Steinberg attended the Poinsettia Bowl in San Diego and watched Williams rush 26 times for 210 yards and a touchdown. The next day, Williams and his extended family arrived at Steinberg’s office in Newport Beach, where Steinberg officially became Williams’ agent.

What kind of future can Williams have in the NFL?

“He has a very good future. He can be an every-down back. Not only can he hit the hole quickly, he’s explosive with some wiggle. He has the capacity to break runs,” Steinberg said. “But he’s also important in the passing game in the way that he blocks and runs routes. It’s not that he catches an amazing number of balls but he plays an important role in the passing game. It’s critical for a back.”

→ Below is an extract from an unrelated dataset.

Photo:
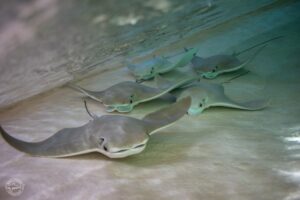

Despite a deep running back class this year, Steinberg is hopeful that Williams will be selected on Day Two of the draft. He notes that the Philadelphia Eagles have shown considerable interest in Williams.

“As you’re watching the draft, you’re looking at Philadelphia, hoping they don’t draft a running back in the first or second round,” Steinberg said. “Hopefully for his draft status, there’s a run on running backs in the first round. That would help him move up.”

For years in the NFL, running backs have been devalued. But that is changing.

“The pendulum has shifted back in favor of drafting running backs,” Steinberg said. “Hopefully that results in (Williams) being taken high.”

Steinberg has been involved in many drafts during his career. He says it’s a perennial highlight.

“The draft is the most exciting, poignant, joyous day of the year,” he said. “You have the hopes and dreams of the player and his extended family encapsulated in this one anxious day that ends with joyous rapture.”

And when Williams is drafted this weekend, it is expected to be a sweet moment for him and for Steinberg, two men who know about getting knocked down and getting back up.